The opening placard of "Silmido" states that although the film is based on a historical event, dramatic license has been used in the telling of the story. Indeed, the first half of the film, which is dominated by the testosterone-fueled bonding of the convicts, should look familiar to anyone familiar with war films and their detailing of 'basic training blues'. As well, the script penned by Kim Hie-jae throws in the usual suspects of stock characters into the mix, including a couple purveyors of comic relief, the noble and wise big boss, and the sympathetic guard. Thankfully, the crackerjack direction and editing by Cinema Service founder and veteran director Kang Woo-suk keeps the pace lively enough to overlook the abundance of rah-rah jingoism, on-screen brutality, and unremittingly terse dialogue.

Ahn Sung-ki

However, similar to how "Memories of Murder (Salinui chueok)" was more than just a police procedural of the serial murders in Gyeonggi Province in the late Eighties, "Silmido" is more than just a based-on-a-true-story "Dirty Dozen" actioner, as it comments on the times in which the story the takes place. Silmido island becomes a metaphor for Park Chun-hee's South Korea, a country where it was 'better dead than Red'-destruction of North Korea was to be accomplished at any cost, even if it meant the sacrifice of individual liberties and the imprisonment and/or death of the innocent.
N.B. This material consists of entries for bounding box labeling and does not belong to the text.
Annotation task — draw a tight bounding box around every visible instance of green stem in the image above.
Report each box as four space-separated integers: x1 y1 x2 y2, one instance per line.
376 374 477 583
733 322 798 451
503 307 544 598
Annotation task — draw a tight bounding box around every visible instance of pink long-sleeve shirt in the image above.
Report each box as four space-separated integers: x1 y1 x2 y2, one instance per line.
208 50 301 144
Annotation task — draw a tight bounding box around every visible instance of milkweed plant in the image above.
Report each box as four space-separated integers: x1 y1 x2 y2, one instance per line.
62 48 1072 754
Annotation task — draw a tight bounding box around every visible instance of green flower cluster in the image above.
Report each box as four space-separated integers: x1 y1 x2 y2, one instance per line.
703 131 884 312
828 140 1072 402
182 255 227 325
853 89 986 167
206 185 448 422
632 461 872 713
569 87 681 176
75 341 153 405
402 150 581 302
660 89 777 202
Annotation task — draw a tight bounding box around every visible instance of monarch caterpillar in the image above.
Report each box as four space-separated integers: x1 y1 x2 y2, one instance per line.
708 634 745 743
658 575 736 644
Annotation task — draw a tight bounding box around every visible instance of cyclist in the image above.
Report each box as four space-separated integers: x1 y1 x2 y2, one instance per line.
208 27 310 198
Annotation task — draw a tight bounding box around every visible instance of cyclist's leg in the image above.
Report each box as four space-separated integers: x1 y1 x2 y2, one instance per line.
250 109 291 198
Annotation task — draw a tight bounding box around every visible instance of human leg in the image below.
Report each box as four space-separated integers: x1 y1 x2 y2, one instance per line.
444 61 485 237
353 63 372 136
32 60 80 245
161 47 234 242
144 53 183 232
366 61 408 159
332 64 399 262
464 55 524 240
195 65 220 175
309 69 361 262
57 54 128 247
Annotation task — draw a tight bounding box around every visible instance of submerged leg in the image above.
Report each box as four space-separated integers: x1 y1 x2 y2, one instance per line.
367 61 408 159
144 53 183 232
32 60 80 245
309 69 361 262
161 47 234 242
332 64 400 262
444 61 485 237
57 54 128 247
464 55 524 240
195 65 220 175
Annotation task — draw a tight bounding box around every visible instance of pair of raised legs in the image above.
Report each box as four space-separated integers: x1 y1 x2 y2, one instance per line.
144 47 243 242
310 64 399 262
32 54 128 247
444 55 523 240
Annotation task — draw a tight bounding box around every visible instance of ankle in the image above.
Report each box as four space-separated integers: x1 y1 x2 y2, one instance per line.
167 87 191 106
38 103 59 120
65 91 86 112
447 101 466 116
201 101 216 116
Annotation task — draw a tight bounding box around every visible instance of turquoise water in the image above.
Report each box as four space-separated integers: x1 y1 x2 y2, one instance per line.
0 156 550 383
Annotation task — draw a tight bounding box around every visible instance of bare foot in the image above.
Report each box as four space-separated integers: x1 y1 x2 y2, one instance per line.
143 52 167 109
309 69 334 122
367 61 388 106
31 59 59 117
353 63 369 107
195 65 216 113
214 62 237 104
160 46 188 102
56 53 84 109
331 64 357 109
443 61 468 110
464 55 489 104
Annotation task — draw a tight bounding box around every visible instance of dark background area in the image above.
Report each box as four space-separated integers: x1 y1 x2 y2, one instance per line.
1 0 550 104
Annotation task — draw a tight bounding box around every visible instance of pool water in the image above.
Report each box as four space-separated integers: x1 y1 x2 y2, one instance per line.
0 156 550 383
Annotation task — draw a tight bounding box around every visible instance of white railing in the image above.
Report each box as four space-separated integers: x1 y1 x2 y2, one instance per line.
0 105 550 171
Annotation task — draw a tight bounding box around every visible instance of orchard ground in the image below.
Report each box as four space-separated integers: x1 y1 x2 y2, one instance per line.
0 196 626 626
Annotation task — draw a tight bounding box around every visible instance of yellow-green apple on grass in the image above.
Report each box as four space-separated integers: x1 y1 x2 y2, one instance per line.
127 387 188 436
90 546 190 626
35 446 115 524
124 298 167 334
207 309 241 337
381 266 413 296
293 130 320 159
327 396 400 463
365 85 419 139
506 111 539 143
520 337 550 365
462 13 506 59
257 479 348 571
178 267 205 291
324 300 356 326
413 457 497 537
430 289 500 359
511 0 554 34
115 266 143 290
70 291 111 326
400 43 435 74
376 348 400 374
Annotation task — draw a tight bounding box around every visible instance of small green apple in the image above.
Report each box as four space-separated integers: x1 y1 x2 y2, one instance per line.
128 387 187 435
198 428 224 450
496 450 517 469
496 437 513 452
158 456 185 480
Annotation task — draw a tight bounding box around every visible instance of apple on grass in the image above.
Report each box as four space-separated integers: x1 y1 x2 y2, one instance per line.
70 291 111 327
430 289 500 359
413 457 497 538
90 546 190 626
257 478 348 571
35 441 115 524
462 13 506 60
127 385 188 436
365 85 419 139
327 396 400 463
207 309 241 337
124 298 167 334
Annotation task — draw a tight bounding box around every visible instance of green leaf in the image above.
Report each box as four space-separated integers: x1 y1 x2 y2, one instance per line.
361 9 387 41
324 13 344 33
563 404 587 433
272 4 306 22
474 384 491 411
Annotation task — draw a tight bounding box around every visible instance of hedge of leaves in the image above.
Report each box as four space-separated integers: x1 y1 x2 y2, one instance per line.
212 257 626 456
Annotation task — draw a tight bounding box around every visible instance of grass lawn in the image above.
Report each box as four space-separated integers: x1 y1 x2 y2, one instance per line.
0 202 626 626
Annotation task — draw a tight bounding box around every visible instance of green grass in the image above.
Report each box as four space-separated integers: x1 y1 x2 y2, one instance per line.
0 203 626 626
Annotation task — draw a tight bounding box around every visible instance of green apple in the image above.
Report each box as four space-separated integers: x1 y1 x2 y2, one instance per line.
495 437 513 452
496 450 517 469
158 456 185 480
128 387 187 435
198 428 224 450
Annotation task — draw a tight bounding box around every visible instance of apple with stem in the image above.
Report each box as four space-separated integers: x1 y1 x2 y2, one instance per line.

This attitude is evident throughout the travails of Unit 684, such as a training exercise that results in the death of the unit's weakest member, or how the men are deemed disposable when their existence becomes an inconvenience to the government. Other sequences, specifically one in which two prisoners escape Silmido and rape a civilian, as well as the bloody revolt by Unit 684, raise some thought-provoking questions. What sort of South Korean society did the military regimes of the Sixties and Seventies create? What monsters were created by the atmosphere of paranoia and oppression, and does this legacy still haunt the country to this day?

The brutal training of Unit 684

The ensemble of "Silmido" is headlined by two of the top actors in Korean film today. Sol, who had previously starred in Kang's "Public Enemy (Gongongeui jeok)", is perfectly cast as Unit 684's determined leader, who sees the mission as an opportunity to wash away the shame of his father's defection to the North. Prolific actor Ahn Sung-ki redeems himself for appearing in 2002's silly romantic comedy "The Romantic President (Piano chineun daetonryeong)" with his credible turn as Silmido's commanding officer, a man who is increasingly placed into an impossible position. The rest of the ensemble includes Huh ("Volcano High") as Choi's second-in-command, a man who manages to reveal a glimmer of humanity beneath his otherwise tough exterior. Chung Jae-young ("Guns & Talks") acquits himself nicely as Kang's biggest rival-turned-ally. Kang Seong-jin, who played an incessantly chatty character on "Break Out (Lightereul kyeora)", detracts from the film's tone as he does more of the same here, while the other comic-relief act by Im Won-hee ("Funny Movie") ends up morphing into a surprisingly tragic character.

After opening theatrically in the tail end of 2003, the pre-release hype and controversial subject matter helped "Silmido" shatter the previous box-office record held by 2001's "Friend (Chingu)", thereby becoming the first homegrown production to secure over 10 million admissions. In addition to being a financial success, the popularity of the film prompted the country's Defense Ministry to confirm the existence of the Silmido project and led to an investigation by lawmakers into the role of the KCIA. Though some liberties have been taken in the blockbuster presentation of these events, at its core, "Silmido" remains a compelling look at one of the bitter legacies of the Park regime.